The first story is about Jesus healing a man of an oedema on the Sabbath and then questioning some of the guests – Pharisees and lawyers - at the meal about the law and what it says about what you should and should not do on the Sabbath. The second story is of a speech Jesus gives at that meal about where you should place yourself when you are invited to a meal: next to the host or down at the foot of the table. What he tells them is a parable.

So in this sermon I want to say some things about the importance of the context for the two stories and then finally something about the connection between them.

First some things about the occasion: the meal. I think this is really important. Well perhaps you would guess that I would say that – given that I am constantly talking about food in sermons. But I still think it is worth pointing out that the context for these stories was a meal and that we are here today to celebrate a meal. The meal that we are here to celebrate is the communion meal and Jesus himself told us how we were to celebrate it. Jesus, in the gospel accounts, has the habit of transforming all sorts of meals into special occasions. To make them more than they might at first seem: just some eating and drinking amongst people with varying degrees of relation to one another.

Of course at the communion meal we mainly remember Jesus’ last meal with his friends in the upper room but we are also invited, I think, to remember all the other meals that are recorded in the gospels: the meal at the wedding at Cana, the feeding of the 5,000, the meal that is recorded here and so forth. You can see in the way that Jesus behaved in these meals, including this meal, a foreshadowing of the Eucharistic meal.

In today’s reading Jesus yet again transforms a meal into an extraordinary event. Actually the reading breaks off halfway through the meal and there are other things that happen and are said at this meal which also important to our understanding of what’s going on. In our reading Jesus talks to the guests about being a guest. After this he goes onto talk to the host of the meal about hosting a meal – in particular who to invite to such meal as this one - and finally he talks to one of the guests and tells him the parable of the great banquet – which is of course a direct reference both to the Eucharistic meal and the great Messianic banquet at the end of time. He tells him who God invites and how people are likely to respond to the invitation.

Why Jesus had been invited to today’s meal we are not told. But there are some people there that Jesus has already crossed swords with – Pharisees and lawyers. The Pharisees were – to remind you – generally considered the good guys at that time. And ‘lawyer’ is probably better translated as ‘biblical scholar’. It is not clear that any of Jesus’ friends – the disciples - were there.

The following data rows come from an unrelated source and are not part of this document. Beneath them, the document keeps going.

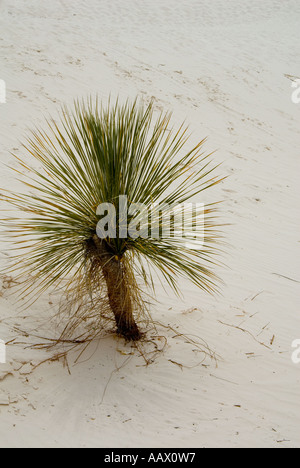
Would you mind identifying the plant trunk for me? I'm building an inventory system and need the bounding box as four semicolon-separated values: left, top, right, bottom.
93;236;141;341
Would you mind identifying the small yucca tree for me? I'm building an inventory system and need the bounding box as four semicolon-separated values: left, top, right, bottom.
1;100;220;341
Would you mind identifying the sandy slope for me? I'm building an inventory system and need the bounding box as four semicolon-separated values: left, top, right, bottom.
0;0;300;447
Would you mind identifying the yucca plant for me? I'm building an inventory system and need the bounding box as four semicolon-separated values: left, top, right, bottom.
1;99;220;341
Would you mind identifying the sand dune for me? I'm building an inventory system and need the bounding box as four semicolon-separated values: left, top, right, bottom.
0;0;300;447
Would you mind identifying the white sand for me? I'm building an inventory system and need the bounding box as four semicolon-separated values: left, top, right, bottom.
0;0;300;447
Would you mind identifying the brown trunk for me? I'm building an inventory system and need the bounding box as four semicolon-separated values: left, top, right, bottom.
93;236;141;341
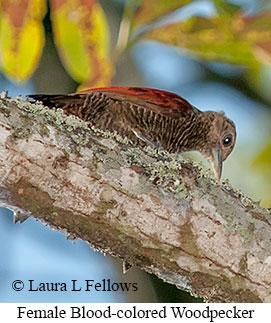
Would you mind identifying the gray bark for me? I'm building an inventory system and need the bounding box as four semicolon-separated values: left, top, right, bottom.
0;93;271;302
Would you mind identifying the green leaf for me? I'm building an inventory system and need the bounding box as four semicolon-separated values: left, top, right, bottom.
214;0;240;15
0;0;46;82
133;0;193;27
142;12;271;66
51;0;113;88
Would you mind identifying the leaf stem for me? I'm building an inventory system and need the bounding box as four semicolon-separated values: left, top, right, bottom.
112;0;137;63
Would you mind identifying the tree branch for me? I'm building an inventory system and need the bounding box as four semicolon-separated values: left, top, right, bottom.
0;93;271;302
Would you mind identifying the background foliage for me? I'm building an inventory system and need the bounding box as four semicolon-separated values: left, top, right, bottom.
0;0;271;301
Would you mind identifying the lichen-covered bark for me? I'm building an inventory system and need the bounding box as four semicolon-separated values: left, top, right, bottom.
0;94;271;302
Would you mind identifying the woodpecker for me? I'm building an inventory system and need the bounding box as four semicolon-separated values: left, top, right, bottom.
29;87;236;179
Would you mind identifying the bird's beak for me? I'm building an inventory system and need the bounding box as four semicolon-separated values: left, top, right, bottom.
211;146;222;180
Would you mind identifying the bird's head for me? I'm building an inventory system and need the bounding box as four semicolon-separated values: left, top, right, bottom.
200;111;236;179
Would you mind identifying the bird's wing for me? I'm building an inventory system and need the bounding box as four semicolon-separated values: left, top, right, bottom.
79;87;200;118
29;87;200;118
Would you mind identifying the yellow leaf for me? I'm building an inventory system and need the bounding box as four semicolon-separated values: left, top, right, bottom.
51;0;112;87
0;0;46;82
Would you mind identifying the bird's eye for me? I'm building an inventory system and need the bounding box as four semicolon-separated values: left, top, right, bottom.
223;134;232;147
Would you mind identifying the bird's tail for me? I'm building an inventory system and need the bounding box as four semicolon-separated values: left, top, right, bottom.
28;94;81;110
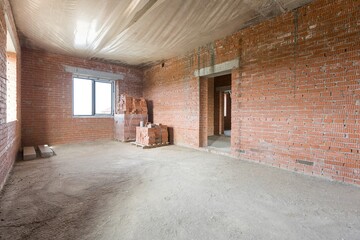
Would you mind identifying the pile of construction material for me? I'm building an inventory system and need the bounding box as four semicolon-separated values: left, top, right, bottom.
114;94;148;142
135;123;169;147
23;145;54;160
116;94;148;114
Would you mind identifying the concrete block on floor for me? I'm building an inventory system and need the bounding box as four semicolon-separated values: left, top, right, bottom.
38;145;54;158
23;147;36;160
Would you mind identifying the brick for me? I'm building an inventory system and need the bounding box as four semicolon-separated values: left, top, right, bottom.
23;147;36;160
144;0;360;184
38;145;54;158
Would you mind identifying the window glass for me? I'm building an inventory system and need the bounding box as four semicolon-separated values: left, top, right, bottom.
95;82;112;114
73;78;93;115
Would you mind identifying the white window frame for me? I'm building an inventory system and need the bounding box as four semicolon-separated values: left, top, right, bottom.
72;76;115;118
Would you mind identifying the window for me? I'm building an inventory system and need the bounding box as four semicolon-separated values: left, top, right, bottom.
73;78;114;116
224;93;227;117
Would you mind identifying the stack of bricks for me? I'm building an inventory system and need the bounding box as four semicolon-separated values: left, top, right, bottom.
116;94;148;114
114;94;148;142
114;114;148;142
136;124;169;146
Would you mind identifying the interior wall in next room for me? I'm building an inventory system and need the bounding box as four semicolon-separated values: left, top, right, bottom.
144;0;360;184
21;49;143;145
214;74;231;135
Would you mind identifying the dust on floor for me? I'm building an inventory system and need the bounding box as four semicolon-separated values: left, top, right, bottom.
0;141;360;240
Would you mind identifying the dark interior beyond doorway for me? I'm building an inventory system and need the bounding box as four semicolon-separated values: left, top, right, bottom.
208;74;231;152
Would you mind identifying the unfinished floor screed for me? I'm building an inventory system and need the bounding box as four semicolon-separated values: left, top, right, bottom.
0;141;360;240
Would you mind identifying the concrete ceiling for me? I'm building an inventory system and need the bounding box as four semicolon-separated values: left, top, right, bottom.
10;0;312;66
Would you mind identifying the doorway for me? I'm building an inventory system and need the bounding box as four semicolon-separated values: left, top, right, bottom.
202;74;231;153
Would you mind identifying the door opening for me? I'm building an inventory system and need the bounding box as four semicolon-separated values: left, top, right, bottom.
207;74;231;153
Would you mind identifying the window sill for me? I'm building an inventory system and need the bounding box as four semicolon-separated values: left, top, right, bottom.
72;115;114;118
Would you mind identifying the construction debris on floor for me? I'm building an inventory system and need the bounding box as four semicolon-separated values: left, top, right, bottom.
114;94;148;142
135;123;169;147
23;144;54;160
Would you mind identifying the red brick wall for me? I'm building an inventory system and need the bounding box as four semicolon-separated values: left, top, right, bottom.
0;0;21;190
144;0;360;184
21;49;143;146
144;57;199;146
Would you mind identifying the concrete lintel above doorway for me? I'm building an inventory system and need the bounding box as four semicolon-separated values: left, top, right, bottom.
194;58;240;77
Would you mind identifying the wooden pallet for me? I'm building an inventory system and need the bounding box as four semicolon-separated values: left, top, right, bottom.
131;142;169;149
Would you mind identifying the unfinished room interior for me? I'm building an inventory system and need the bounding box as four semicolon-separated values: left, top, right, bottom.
0;0;360;240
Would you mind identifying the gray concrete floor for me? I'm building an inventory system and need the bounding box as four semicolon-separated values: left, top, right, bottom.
207;135;231;153
0;141;360;240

Moreover the meal Jesus has been invited to is not just an ordinary meal it’s a meal to celebrate the Sabbath – a meal that would have had special foods to celebrate the occasion.

Healing a man at such a meal would have seemed a very odd thing to do. What was this man with an oedema – a sort of painful and unsightly swelling - doing there? Was he a guest? Was he someone Jesus had met on the way and brought with him? Luke doesn’t tell us. He just says the man was there.

At first glance Jesus healing the man with the oedema seems irrelevant to the setting. The man is healed, of course, as a visual representation of Jesus’ message that it’s OK to break the law at times. And he goes on to use the healing to illustrate that teaching and to challenge the Pharisees interpretation of the law. Jesus is not saying that the law is useless. He is not saying for example that the fourth of the Ten Commandments: ‘Remember the Sabbath day to keep it holy’ – no longer applies. He is saying I have come to make you think about the Sabbath in a different way.

But I also think he is saying that I have come to make you think of meals in a different way. What were the guests – and indeed the host - to think when a man with an ugly swelling appeared in their midst? Perhaps their first thought would have been: you are putting me off my food, please go away. Jesus however, far from sending him away, heals the man at the meal. Meals he implies are appropriate places to heal people. And this ties in with what he goes on to say to his host about inviting people to meals immediately after today’s reading. He says to him, ‘When you give a dinner or a banquet, do not invite your friends or your brothers or your kinsman or rich neighbours…but when you give a feast invite the poor, the maimed, the lame, the blind’.

This perhaps should remind us that the Communion meal we are about to celebrate is for everyone and we should not just be making welcome our friends and family but the poor, the disfigured, the disabled.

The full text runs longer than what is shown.